NEW YORK (Reuters) - Equifax has been cooperating with regulators on issues resulting from the credit reporting agency’s massive data breach and has addressed many of them, New York Attorney General Eric Schneiderman’s office said on Thursday.
Schneiderman was one of several state attorneys general to launch formal investigations of Equifax after the firm disclosed on Sept. 7 that cyber-criminals had hacked its systems and accessed sensitive information on up to 143 million Americans more than a month earlier.
The regulator had a long list of complaints on how the firm handled the hack and its aftermath. The issues included the delay in notifying consumers of the breach, a forced arbitration clause in Equifax’s free credit monitoring contracts and its failure to provide Spanish-language customer service to affected consumers.
“Following conversations with our office, Equifax has addressed all of those issues,” Clark Russell, deputy bureau chief of the state regulator’s Bureau of Internet and Technology, said in prepared remarks to a New York State Senate Consumer Protection hearing.
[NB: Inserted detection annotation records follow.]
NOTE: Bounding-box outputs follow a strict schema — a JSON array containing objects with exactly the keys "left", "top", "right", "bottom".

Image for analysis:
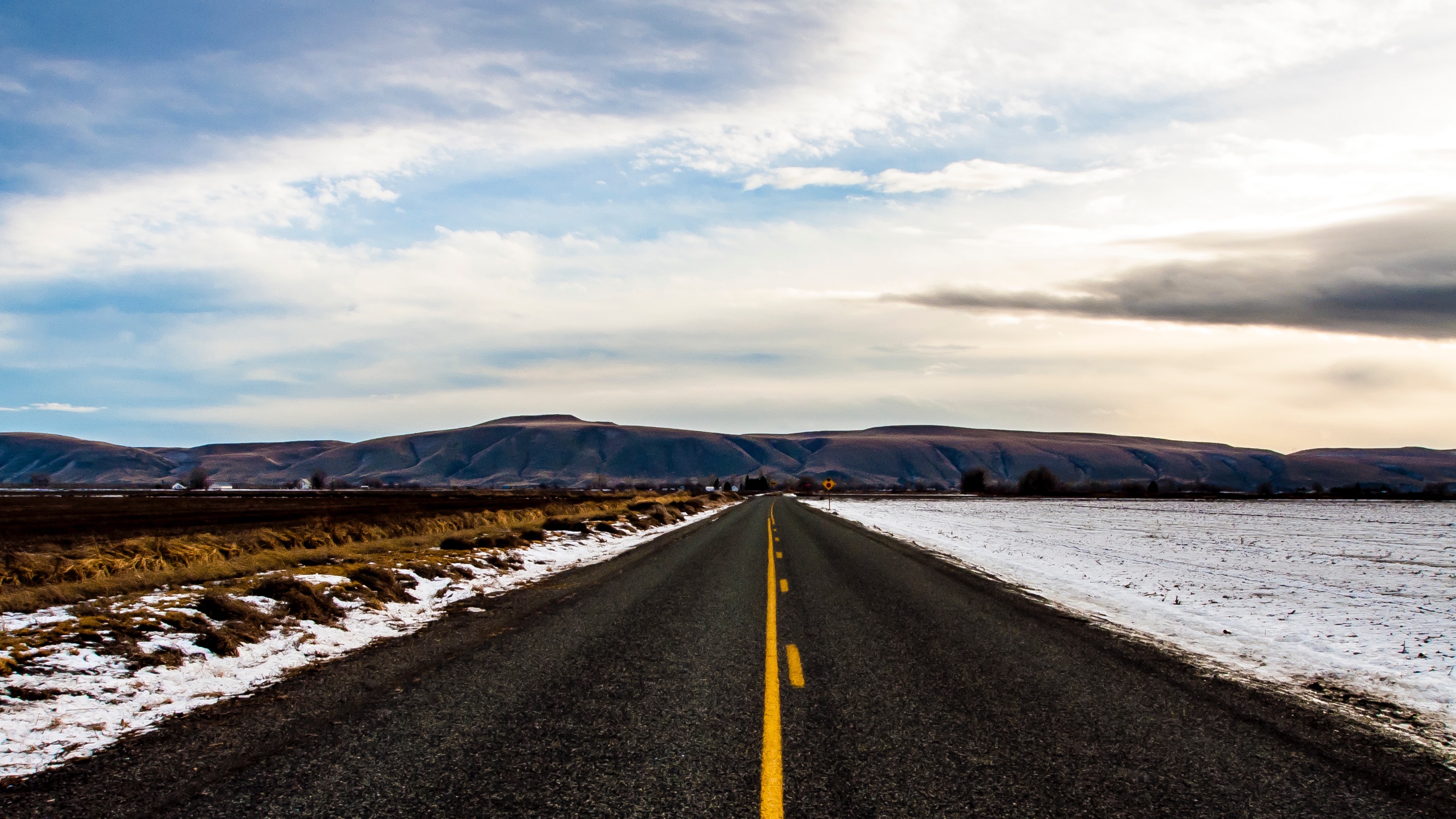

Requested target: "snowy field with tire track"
[{"left": 805, "top": 499, "right": 1456, "bottom": 754}]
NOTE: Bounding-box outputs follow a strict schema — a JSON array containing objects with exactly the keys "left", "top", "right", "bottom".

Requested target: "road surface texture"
[{"left": 9, "top": 497, "right": 1456, "bottom": 818}]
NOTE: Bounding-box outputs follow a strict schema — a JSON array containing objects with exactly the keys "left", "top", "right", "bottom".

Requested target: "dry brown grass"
[{"left": 0, "top": 483, "right": 716, "bottom": 612}]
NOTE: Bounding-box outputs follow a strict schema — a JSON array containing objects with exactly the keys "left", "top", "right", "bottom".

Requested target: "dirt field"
[{"left": 0, "top": 490, "right": 591, "bottom": 551}]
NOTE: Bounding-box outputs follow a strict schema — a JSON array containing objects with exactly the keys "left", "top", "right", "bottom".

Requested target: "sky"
[{"left": 0, "top": 0, "right": 1456, "bottom": 452}]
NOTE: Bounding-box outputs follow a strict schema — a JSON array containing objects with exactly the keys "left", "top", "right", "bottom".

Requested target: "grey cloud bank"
[
  {"left": 887, "top": 202, "right": 1456, "bottom": 339},
  {"left": 0, "top": 415, "right": 1456, "bottom": 491}
]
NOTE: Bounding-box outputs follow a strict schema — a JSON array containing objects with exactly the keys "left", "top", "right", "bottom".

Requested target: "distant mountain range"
[{"left": 0, "top": 415, "right": 1456, "bottom": 490}]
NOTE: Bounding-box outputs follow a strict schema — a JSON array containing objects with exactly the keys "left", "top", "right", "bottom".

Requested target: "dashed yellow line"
[{"left": 785, "top": 643, "right": 804, "bottom": 688}]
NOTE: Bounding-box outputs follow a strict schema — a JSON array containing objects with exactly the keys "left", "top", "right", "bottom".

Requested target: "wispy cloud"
[
  {"left": 743, "top": 159, "right": 1126, "bottom": 194},
  {"left": 0, "top": 402, "right": 105, "bottom": 412}
]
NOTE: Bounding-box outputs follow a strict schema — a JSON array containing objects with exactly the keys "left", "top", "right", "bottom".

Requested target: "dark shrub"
[
  {"left": 197, "top": 628, "right": 242, "bottom": 657},
  {"left": 542, "top": 518, "right": 587, "bottom": 532},
  {"left": 1016, "top": 466, "right": 1061, "bottom": 495},
  {"left": 961, "top": 468, "right": 986, "bottom": 492},
  {"left": 192, "top": 592, "right": 269, "bottom": 622},
  {"left": 252, "top": 577, "right": 344, "bottom": 625},
  {"left": 349, "top": 565, "right": 413, "bottom": 603}
]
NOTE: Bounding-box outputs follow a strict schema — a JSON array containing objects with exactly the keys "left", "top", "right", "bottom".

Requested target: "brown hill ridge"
[{"left": 0, "top": 415, "right": 1456, "bottom": 491}]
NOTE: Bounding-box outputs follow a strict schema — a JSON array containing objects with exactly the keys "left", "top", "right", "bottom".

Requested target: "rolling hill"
[{"left": 0, "top": 415, "right": 1456, "bottom": 490}]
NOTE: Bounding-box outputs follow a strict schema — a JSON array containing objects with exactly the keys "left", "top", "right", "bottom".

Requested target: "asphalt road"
[{"left": 9, "top": 499, "right": 1456, "bottom": 818}]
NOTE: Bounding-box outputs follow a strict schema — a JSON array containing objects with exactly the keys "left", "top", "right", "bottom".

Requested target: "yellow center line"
[
  {"left": 759, "top": 503, "right": 783, "bottom": 819},
  {"left": 783, "top": 643, "right": 804, "bottom": 688}
]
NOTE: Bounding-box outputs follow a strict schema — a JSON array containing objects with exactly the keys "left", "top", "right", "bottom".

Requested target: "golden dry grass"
[{"left": 0, "top": 492, "right": 699, "bottom": 612}]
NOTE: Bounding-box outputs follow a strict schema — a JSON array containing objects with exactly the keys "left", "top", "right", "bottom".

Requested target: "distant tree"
[
  {"left": 1016, "top": 466, "right": 1061, "bottom": 495},
  {"left": 182, "top": 466, "right": 207, "bottom": 490}
]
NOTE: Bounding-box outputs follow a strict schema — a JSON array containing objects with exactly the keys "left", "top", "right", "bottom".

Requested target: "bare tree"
[{"left": 1016, "top": 466, "right": 1061, "bottom": 495}]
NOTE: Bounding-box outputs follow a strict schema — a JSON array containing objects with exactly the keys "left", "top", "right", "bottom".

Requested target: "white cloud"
[
  {"left": 743, "top": 168, "right": 869, "bottom": 191},
  {"left": 874, "top": 159, "right": 1126, "bottom": 194},
  {"left": 0, "top": 402, "right": 105, "bottom": 412},
  {"left": 743, "top": 159, "right": 1126, "bottom": 194}
]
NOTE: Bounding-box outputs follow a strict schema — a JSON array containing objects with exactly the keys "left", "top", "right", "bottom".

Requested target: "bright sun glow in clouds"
[{"left": 0, "top": 0, "right": 1456, "bottom": 450}]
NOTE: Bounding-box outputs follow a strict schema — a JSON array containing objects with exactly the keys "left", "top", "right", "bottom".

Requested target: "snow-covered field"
[
  {"left": 0, "top": 507, "right": 727, "bottom": 777},
  {"left": 804, "top": 499, "right": 1456, "bottom": 752}
]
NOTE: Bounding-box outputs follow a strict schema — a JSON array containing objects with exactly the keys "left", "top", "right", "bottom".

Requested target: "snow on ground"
[
  {"left": 804, "top": 499, "right": 1456, "bottom": 750},
  {"left": 0, "top": 507, "right": 728, "bottom": 777}
]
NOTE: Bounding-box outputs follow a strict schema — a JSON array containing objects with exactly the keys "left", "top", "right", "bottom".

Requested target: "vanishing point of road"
[{"left": 9, "top": 497, "right": 1456, "bottom": 819}]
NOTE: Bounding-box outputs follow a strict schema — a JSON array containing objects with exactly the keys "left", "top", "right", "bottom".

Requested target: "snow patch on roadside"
[
  {"left": 802, "top": 499, "right": 1456, "bottom": 754},
  {"left": 0, "top": 506, "right": 729, "bottom": 777}
]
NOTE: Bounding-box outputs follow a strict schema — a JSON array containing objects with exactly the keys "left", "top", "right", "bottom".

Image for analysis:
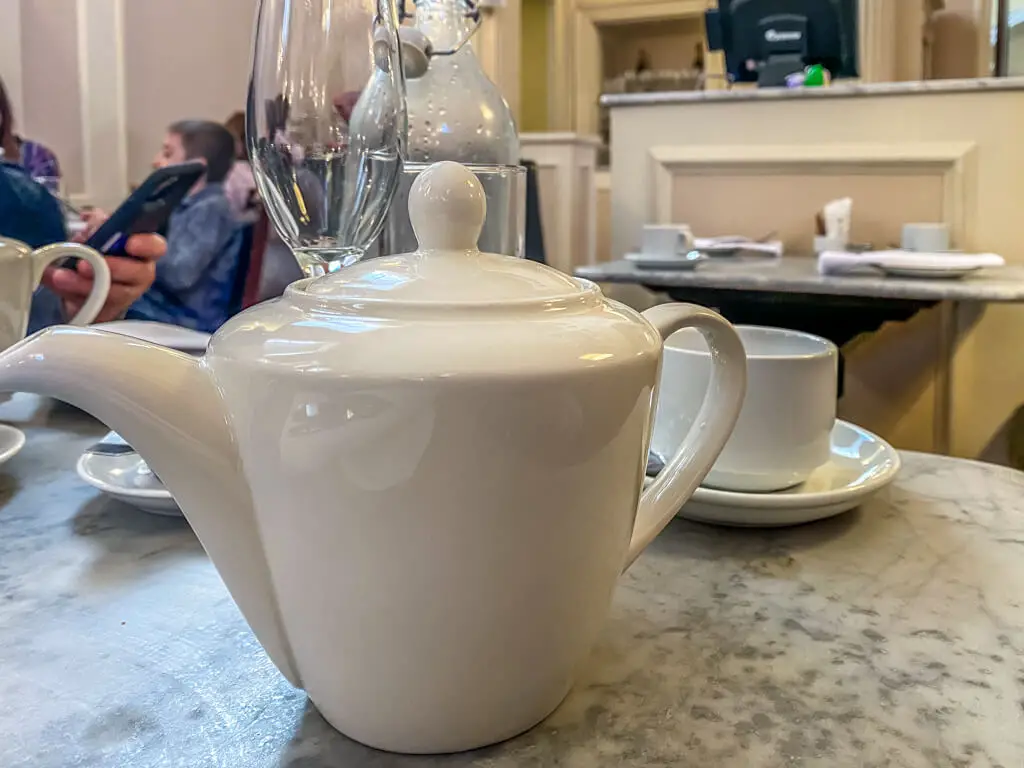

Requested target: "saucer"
[
  {"left": 655, "top": 420, "right": 900, "bottom": 527},
  {"left": 878, "top": 265, "right": 982, "bottom": 280},
  {"left": 0, "top": 424, "right": 25, "bottom": 464},
  {"left": 75, "top": 444, "right": 181, "bottom": 517},
  {"left": 626, "top": 251, "right": 708, "bottom": 271},
  {"left": 93, "top": 321, "right": 211, "bottom": 354}
]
He also noted that Equifax agreed to provide consumers the ability to lock and unlock their credit file for life at no charge.
But the facts behind the hack are still unfolding, Maria Vullo, superintendent of New York’s Department of Financial Services (DFS), told the same hearing.
“It simply is unacceptable for a company that profits from consumers’ private information to fail to have adequate protections,” she said.
The DFS recently issued a subpoena to Equifax demanding more information about the breach. It has proposed including credit-reporting agencies in its landmark cybersecurity regulation, along with all regulated financial services institutions.
The regulation would require Equifax, along with rival firms Experian and TransUnion, to have adequate controls in place to protect their information systems and to report known cyber breaches within 72 hours, among other things.